Department of the Legislative Assembly, Northern Territory Government

Ms WALKER - 2011-05-03

Can you please outline for the House the extent of the government’s commitment to Police, Fire and Emergency services in Budget 2011-12?

ANSWER

Madam Speaker, I thank the member for Nhulunbuy for her question. This is a record budget for Police - an increase of 140% in the Police budget since Labor took office in 2001. This is about providing a safer community and giving the police the tools they need to do their job.

I have an idea for the Leader of the Opposition. A previous savings measure so beloved of four CLP budgets in the early 1990s was not to recruit one single police officer. You can find some money there. You can slash the Police budget and freeze expenditure on police, because you have done that before. Maybe that will be in the speech tomorrow: freeze the Police budget for four years, do not recruit one extra police officer. I am sure you can find some savings if you were to do that.

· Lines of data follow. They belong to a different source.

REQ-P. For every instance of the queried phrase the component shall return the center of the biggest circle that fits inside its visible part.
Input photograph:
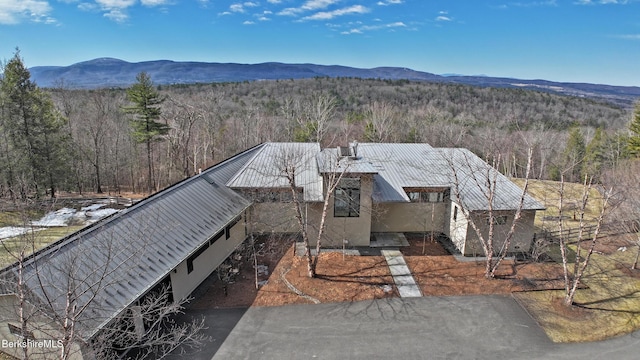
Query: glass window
(498, 220)
(347, 198)
(428, 195)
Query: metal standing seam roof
(116, 261)
(402, 166)
(472, 174)
(265, 169)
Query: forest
(146, 137)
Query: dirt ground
(351, 278)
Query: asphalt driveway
(468, 327)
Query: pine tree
(595, 158)
(33, 131)
(146, 111)
(634, 128)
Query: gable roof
(266, 169)
(114, 262)
(400, 166)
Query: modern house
(180, 235)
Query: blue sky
(596, 41)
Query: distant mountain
(109, 72)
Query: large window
(428, 195)
(347, 198)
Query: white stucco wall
(520, 242)
(410, 217)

We have had an extra 400 police in our police force since 2002. In the budget this year, the forensic science branch will be boosted by $2.5m, with an extra $1.2m to expand the laboratories. We will fund the Police Beats to a tune of $7.37m a year. There are some savings for the Leader of the Opposition. We know he has a policy to close the Police Beats in Alice Springs, Casuarina, Palmerston, Parap, Nightcliff, and the northern suburbs. There is an additional $1.75m to maintain CCTV in Darwin, Casuarina, Palmerston and Alice Springs, and to expand monitoring of those. Significant initiatives in the budget include $1.5m for implementation of the police bans under the alcohol reform package, and $800 000 for nursing staff to be stationed at police watch-houses to provide an increased level of health screening for people in custody.

Let us look at the spending in the bush: $15m to continue works on the Gapuwiyak and Ramingining Police Stations as part of A Working Future; $9.4m for the Alparra Police Station in Central Australia; as well as funding of $12.3m for the construction of the new Berrimah fire centre.

This is about keeping people safe across the Northern Territory. It is about giving our police the tools they need to do the job. It is about improving the police presence across the Northern Territory with new police stations, and giving our fire services the new fire station they need to support Palmerston and the East Arm port.

In government you have to make responsible decisions. This is a very modest deficit; it is a deficit that is affordable. We have chosen to go into deficit in part to continue to fund new issues, new services for our police, on the back of eight surplus budgets in a row.

Tomorrow, the Leader of the Opposition will have an opportunity to provide his plan and, hopefully, it will be more than just a super ghetto for public housing in the northern suburbs of Darwin ...

Madam SPEAKER: Chief Minister, your time has expired.